Le vote en commission du projet de loi cadre sur l'Education est bloqué. Le vote est reporté pour essayer de trouver un compromis. A 16H52, le président de la commission annonce au micro que la réunion est reportée sine die.

Loi cadre sur l'éducation : blocage en commission Salle 8 de la Chambre des représentants. En face, le ministre de l'Education et son staff. Mais les députés PJD manquent à l'appel. Le vote en commission du projet de loi-cadre sur l'éducation bloqué ce mercredi.

Le 12 février 2019 à 12:45

Modifié le 12 février 2019 à 17:58

Joint par Médias24 à la fin de cette journée intense et plutôt mouvementée, le président de la commission de l'Education, Mohamed Melal, nous a déclaré que le report a été décidé en vue de trouver un compromis. "Il est préférable que ce texte soit adopté d'une manière consensuelle et après un compromis, car il s'agit d'un texte décisif pour l'avenir de nos enfants et pour la société marocaine. Il est préférable qu'il ne fasse pas l'objet de surenchères et pour cela, le compromis est préférable. Toutes les composantes politiques pourront alors se l'approprier". Ainsi s'exprime Mohamed Melal.

Notre interlocuteur estime qu'il n'y a pas de divergences mais plutôt des points de vue différents qui ne sont pas inconciliables. Il espère que le compromis sera trouvé "d'ici une semaine ou deux".

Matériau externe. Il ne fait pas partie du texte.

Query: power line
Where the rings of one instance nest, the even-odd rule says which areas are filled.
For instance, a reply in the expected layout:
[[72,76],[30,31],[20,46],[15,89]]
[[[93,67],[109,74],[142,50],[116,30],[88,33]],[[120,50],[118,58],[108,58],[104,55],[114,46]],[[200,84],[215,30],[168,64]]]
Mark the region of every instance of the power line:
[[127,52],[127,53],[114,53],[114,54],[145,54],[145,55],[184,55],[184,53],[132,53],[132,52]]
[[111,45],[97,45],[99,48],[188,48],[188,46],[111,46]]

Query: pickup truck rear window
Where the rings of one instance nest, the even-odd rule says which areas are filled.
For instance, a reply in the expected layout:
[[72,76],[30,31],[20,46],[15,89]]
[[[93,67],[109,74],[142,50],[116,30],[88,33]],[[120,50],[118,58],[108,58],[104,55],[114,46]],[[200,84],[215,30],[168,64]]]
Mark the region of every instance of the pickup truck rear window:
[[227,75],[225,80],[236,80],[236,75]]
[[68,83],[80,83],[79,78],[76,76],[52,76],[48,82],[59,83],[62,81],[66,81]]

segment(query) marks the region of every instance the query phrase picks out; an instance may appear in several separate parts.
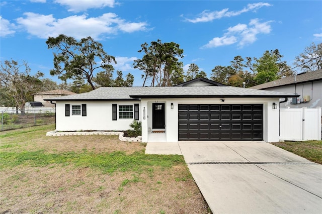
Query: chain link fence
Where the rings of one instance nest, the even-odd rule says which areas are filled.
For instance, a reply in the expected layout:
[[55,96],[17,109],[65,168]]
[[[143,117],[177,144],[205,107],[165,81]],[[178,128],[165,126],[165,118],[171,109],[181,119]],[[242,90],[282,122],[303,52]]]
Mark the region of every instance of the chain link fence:
[[53,108],[26,108],[24,114],[13,108],[0,109],[0,131],[33,126],[54,124],[56,110]]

Le récit d'une journée mouvementée

Que s'est passé à la commission de l’Education ? Le vote du projet de loi-cadre sur la réforme de l’enseignement était censé avoir lieu ce mardi 12 février à partir de 9h. La séance a été une première fois reportée à midi et demie. A 16H30, toujours rien, si ce n'est une salle à moitié vide, où les députés PJD étaient absents.

Vers 16H, les travaux n’avaient toujours pas démarré, et ce malgré la présence du ministre Said Amzazi, accompagné de son staff. Dans la salle 8 où est prévue la réunion, on parle d’un nouveau report, cette fois-ci pour une autre date.

En revanche, on reste flou sur les motifs. D’aucun parlent de mésentente à propos du texte, en proie à des polémiques sur deux points précis : La langue de l’enseignement d’une part, et son financement d’autre part.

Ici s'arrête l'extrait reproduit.